Provisioning Stateful Kubernetes Containers that Work Hard and Stay Alive

December 15, 2018

(This blog is the second installment of a four-part series)

By default, all containers are free from limits but subject to eviction

By default, Kubernetes places very few limits on a container. A default, “best effort” container can take as many resources as it needs until the Kubernetes system decides that the container should be evicted, typically because system memory has become scarce.

Each container runs within a virtual machine which is called a “node”. By sharing all the resources of a node, best-effort containers have several advantages:

Containers can sustain a burst of service, expanding their resource usage as needed, particularly for short-term spikes
Resources on the node are not reserved for idle containers
Containers that have gotten into trouble with unexpected resource problems, such as infinite loops or memory leaks, will be automatically evicted
Containers that have been evicted may be automatically restarted (if they have a restartable specification and resources permit)

This resolution of resource contention implies that the eviction of a given container is no big deal. This assumption is generally true for a stateless app, in which many containers may share the service load. However, for stateful apps, container eviction could cause disruption of service.

How containers are monitored, and where to find evidence of evictions

There are at least two concurrent systems for monitoring the resource usage of containers in Kubernetes. One is the Kubernetes kubelet monitor which observes whether containers are exceeding their stated limits. Another is the Linux Out-of-memory (OOM) killer which runs on each node, watching the RAM available on that node. Fundamentally, these monitors are protecting the liveliness of the node and its Kubernetes system functions.

After evicting a container, the Kubelet monitor generally provides info about the eviction within the status of a cluster, such as when queried with kubectl get pods. For example, restartable containers will restart after eviction and will have a non-zero number in the column “Restarts”. Containers that cannot be restarted after eviction by kubelet are left in an error state in the column “Status”.

To see eviction in action, see a sample from Kubernetes documentation that demonstrates a simple container that gets evicted. This eviction results from the sample container exceeding its stated memory limits. Importantly, this sample overage does not threaten the system containers on the node–there is still plenty of memory on the node to run Kubernetes. Thus, in this sample, the kubelet monitor has sufficient memory and CPU to do its eviction responsibility; the node itself is not under pressure.

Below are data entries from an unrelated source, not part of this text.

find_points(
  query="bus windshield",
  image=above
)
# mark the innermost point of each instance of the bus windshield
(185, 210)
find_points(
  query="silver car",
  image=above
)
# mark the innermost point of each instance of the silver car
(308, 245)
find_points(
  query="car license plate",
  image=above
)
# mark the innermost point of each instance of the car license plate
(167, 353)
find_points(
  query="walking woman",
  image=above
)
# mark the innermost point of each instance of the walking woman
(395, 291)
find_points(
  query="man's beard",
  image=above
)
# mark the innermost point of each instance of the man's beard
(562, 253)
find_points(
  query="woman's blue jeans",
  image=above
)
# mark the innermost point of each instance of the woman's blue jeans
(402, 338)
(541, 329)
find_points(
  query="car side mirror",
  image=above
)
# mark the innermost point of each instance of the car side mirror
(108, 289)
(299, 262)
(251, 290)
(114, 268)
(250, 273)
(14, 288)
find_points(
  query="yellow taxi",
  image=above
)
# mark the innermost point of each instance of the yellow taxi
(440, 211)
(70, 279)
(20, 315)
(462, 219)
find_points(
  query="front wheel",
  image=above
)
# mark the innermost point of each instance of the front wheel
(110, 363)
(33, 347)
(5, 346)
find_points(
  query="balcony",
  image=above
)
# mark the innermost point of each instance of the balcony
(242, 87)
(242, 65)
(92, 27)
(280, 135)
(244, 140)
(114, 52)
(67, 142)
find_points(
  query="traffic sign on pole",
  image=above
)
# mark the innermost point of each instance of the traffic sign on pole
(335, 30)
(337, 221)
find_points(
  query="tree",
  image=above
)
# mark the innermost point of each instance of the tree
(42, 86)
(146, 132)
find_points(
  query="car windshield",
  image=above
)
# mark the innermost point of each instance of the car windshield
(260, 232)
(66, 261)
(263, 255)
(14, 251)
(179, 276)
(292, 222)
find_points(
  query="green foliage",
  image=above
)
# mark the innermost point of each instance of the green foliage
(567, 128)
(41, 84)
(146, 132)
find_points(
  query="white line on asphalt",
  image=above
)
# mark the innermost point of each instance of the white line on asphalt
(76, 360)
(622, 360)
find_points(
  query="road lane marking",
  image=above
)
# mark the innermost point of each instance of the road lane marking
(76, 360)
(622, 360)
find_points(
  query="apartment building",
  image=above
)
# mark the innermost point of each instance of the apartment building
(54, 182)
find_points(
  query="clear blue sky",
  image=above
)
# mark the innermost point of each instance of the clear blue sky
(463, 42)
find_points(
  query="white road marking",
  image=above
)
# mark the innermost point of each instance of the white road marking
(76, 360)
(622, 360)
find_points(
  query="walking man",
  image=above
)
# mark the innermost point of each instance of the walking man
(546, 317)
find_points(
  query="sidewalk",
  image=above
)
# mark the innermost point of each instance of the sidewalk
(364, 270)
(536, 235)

The Linux OOM Killer, on the other hand, gets invoked when the node itself is starved for memory. In that situation, Kubernetes system containers, which control Kubernetes system logging, may be threatened and may not function as designed. Thus, there may not be much evidence of the Linux OOM killer in Kubernetes status reports. Evictions by the OOM tool may only show up in the syslog of a given node. To access that information, use the platform tools (gcloud on GKE, bosh on PKS) to obtain a shell on the node.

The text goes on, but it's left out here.